As the cold closed in and Swan forced herself to keep working everything became dreamlike and hazy, as if she were laboring underwater. Every once in a while Mule’s steamy breath would warm her, and then she began to sense furtive movement in the dark all around them, drawing closer. She heard the shriek of an animal nearby, and Mule answered with a husky grumble of warning. Swan kept pushing herself on, kept scraping through the snow to grip handfuls of dirt and replace them in the earth with seeds at their centers. Every movement of her fingers was an exercise in agony, and she knew the animals were being lured from the woods by the scent of her blood.
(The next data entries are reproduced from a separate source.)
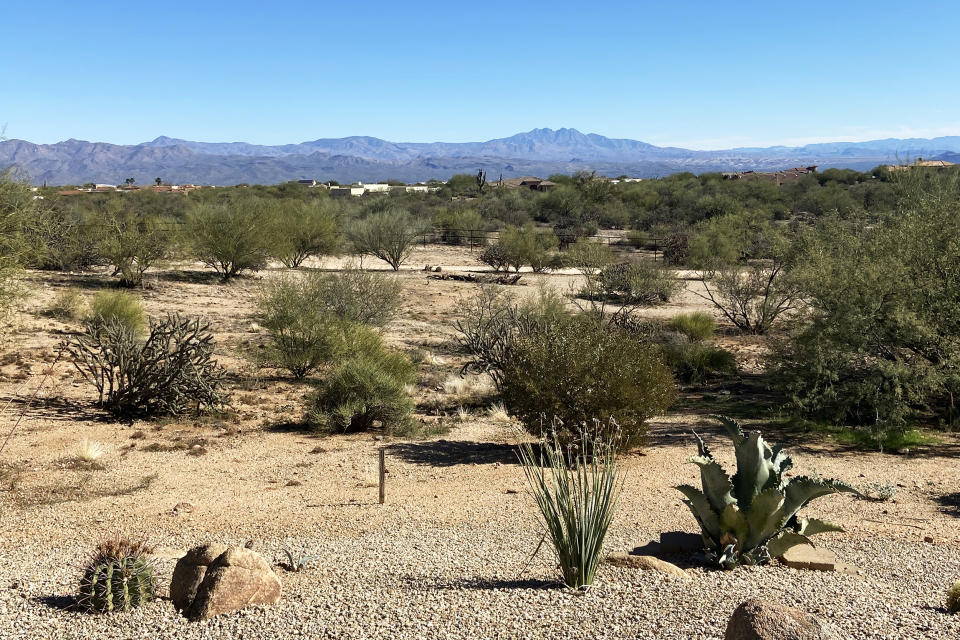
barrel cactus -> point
(118, 576)
(753, 516)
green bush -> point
(303, 230)
(694, 362)
(356, 295)
(232, 237)
(496, 257)
(527, 246)
(575, 371)
(697, 326)
(69, 305)
(314, 319)
(877, 345)
(118, 306)
(637, 283)
(389, 235)
(488, 324)
(365, 392)
(131, 242)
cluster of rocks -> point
(212, 579)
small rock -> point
(680, 542)
(805, 556)
(237, 578)
(646, 563)
(758, 619)
(189, 572)
(183, 507)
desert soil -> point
(449, 554)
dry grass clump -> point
(89, 451)
(69, 305)
(467, 386)
(498, 413)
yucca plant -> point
(753, 516)
(576, 489)
(118, 576)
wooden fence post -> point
(383, 476)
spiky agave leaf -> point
(733, 428)
(763, 517)
(801, 490)
(716, 483)
(783, 541)
(707, 518)
(755, 472)
(813, 526)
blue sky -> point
(695, 74)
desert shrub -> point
(697, 326)
(528, 246)
(364, 392)
(489, 323)
(389, 235)
(637, 239)
(576, 493)
(878, 343)
(17, 207)
(637, 283)
(69, 304)
(302, 335)
(356, 295)
(462, 226)
(588, 257)
(119, 307)
(303, 229)
(693, 362)
(577, 372)
(496, 257)
(312, 320)
(64, 237)
(676, 248)
(118, 576)
(169, 372)
(129, 242)
(752, 296)
(232, 237)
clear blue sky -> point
(696, 74)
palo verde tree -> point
(389, 235)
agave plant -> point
(753, 516)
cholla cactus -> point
(753, 516)
(953, 598)
(118, 576)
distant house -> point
(920, 162)
(527, 182)
(777, 177)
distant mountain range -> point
(359, 158)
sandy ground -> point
(445, 556)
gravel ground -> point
(445, 557)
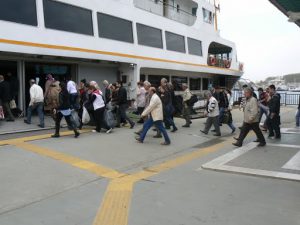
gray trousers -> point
(212, 121)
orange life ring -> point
(212, 61)
(227, 63)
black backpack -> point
(193, 100)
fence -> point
(287, 98)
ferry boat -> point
(128, 40)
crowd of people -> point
(155, 106)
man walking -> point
(186, 107)
(273, 121)
(251, 117)
(36, 103)
(213, 115)
(5, 97)
(156, 117)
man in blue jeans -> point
(156, 117)
(36, 103)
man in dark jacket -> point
(122, 103)
(5, 97)
(273, 122)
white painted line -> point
(230, 155)
(293, 163)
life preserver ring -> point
(227, 63)
(212, 61)
(241, 67)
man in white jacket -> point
(156, 117)
(36, 103)
(213, 115)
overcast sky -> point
(266, 42)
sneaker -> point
(237, 144)
(132, 125)
(261, 144)
(157, 136)
(109, 131)
(55, 136)
(174, 129)
(139, 140)
(26, 121)
(76, 134)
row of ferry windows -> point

But she had to finish the job. There were still perhaps thirty or forty kernels left in the leather pouch, and Swan was determined to get them planted. The tingling currents coursed through her bones, continuing to grow stronger, almost painful now, and as she worked in the dark she imagined that she saw an occasional, tiny burst of sparks fly from the bloody mass of her fingers. She smelled a faint burned odor, like an electric plug beginning to overheat and short-circuit. Her face beneath the masklike crust of growths seethed with pain; when her vision would fade out, she would work for a few minutes in absolute blindness until her sight returned. She pushed herself onward-three or four feet, and one seed at a time.

An animal-a bobcat, she thought it was-growled somewhere off to the left, dangerously near, She tensed for its attack, heard Mule whinny and felt the pounding of his hooves against the earth as he galloped past her. Then the bobcat shrieked; there was the noise of turbulence in the snow-and, a minute or so later, Mule’s breath wanned her face again. Another animal growled a challenge, off to the right this time, and Mule whirled toward it as the bobcat leapt. Swan heard a high squeal of pain, heard Mule grunt as he was struck; then there was the jarring of Mule’s hooves against the ground-once, twice and again. He returned to her side, and she planted another seed.